James Baldwin’s classic play “The Amen Corner” is an investigation of poverty, religion and their effects on African American communities. It presents the story of Margaret Alexander, a church pastor in 1950s Harlem.
The African American Theater Arts Troupe (AATAT) is kicking off their twenty-first season with “The Amen Corner” this weekend at UC Santa Cruz’s Mainstage. The play deals with topics of racial prejudice, sexism and many other issues still prevalent in today’s culture, said assistant director and theater arts major Alana Duvernay.
“We watch the struggles that happen in the African American household, as well as the roles that the church plays in African American life,” Duvernay said. “The play deals with things like family and love and culture, and we watch as [the family] develops a complex relationship with these issues.”

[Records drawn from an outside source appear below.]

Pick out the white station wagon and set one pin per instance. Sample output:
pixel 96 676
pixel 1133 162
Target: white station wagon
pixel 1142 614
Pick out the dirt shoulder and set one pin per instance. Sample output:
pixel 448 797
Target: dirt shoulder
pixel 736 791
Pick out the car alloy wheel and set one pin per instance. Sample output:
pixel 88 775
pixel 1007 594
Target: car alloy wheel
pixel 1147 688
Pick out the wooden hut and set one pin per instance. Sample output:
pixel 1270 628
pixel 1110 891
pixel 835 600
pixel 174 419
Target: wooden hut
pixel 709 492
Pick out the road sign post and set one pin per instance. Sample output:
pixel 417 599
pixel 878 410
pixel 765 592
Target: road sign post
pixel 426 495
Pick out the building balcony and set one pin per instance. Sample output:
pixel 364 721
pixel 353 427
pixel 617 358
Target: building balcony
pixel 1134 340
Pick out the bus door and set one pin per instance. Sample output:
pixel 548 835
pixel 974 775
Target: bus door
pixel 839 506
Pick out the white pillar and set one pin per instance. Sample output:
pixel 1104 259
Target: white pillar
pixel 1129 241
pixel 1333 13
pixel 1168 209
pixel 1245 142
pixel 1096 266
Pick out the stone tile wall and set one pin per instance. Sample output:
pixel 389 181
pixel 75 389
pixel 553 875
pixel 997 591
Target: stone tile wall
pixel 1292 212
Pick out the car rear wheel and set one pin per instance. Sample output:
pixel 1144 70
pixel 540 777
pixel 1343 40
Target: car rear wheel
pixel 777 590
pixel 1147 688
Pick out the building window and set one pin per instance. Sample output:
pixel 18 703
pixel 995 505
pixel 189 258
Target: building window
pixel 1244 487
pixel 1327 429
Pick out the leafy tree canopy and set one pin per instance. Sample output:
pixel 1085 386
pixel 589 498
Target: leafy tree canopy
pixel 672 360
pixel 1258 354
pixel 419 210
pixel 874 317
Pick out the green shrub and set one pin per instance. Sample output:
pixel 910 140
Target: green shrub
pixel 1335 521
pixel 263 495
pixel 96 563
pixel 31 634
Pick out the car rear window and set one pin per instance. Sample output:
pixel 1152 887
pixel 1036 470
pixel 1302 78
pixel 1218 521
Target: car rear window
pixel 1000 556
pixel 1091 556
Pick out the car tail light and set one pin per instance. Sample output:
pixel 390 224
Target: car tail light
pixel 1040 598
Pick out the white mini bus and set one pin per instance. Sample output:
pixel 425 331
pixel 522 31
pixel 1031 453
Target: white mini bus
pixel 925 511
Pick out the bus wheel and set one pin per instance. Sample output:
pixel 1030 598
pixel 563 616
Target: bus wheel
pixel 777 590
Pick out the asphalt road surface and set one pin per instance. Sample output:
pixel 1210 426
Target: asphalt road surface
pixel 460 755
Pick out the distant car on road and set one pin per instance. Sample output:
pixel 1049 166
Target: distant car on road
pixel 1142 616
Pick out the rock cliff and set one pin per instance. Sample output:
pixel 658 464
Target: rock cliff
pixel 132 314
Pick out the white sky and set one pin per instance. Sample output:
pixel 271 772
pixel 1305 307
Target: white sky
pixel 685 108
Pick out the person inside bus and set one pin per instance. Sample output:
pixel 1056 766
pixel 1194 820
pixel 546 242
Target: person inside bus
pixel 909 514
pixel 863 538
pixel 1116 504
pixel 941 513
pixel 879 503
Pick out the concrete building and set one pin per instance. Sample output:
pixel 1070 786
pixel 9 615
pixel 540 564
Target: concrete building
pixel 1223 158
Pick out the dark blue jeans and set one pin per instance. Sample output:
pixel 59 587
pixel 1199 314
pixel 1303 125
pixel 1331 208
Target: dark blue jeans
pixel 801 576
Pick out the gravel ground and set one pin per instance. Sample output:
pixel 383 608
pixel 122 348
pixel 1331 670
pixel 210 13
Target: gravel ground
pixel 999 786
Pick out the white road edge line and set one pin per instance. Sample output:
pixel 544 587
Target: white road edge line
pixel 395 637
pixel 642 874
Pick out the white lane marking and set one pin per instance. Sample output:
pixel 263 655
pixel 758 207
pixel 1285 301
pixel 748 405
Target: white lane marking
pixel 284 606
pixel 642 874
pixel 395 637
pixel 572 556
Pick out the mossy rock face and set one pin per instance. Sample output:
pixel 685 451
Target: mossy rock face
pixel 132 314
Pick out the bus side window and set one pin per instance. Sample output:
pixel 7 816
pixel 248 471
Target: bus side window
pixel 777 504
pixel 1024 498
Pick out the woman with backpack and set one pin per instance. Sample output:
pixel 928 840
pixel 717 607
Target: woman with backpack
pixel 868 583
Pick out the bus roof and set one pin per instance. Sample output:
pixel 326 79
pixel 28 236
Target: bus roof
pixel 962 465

The AATAT is a student-run organization that came together in 1991, under the guidance of Don Williams, the director of the Cultural Arts and Diversity Resource Center. According to its website, AATAT “was formed as a vehicle to create unity, higher visibility and understanding of the African American culture.” The organization is open to all students interested in this mission and it does not require any prerequisite knowledge or experience with acting or dramaturgy.
Williams, who is also the artistic director and producer of “The Amen Corner,” said the UCSC campus and community would benefit from seeing a realistic perspective of African American life. Through presenting this play, he hopes audiences will feel inspired to learn more about the spirit of gospel communities.
“Even if it’s not the faith that you believe in, it’s really about the connection, devotion and positivity that surrounds [gospel] communities,” Duvernay said. “[Don] Williams felt that it was perfect for … when we really just need to uplift each other and love each other and really make each other feel a part of the community.”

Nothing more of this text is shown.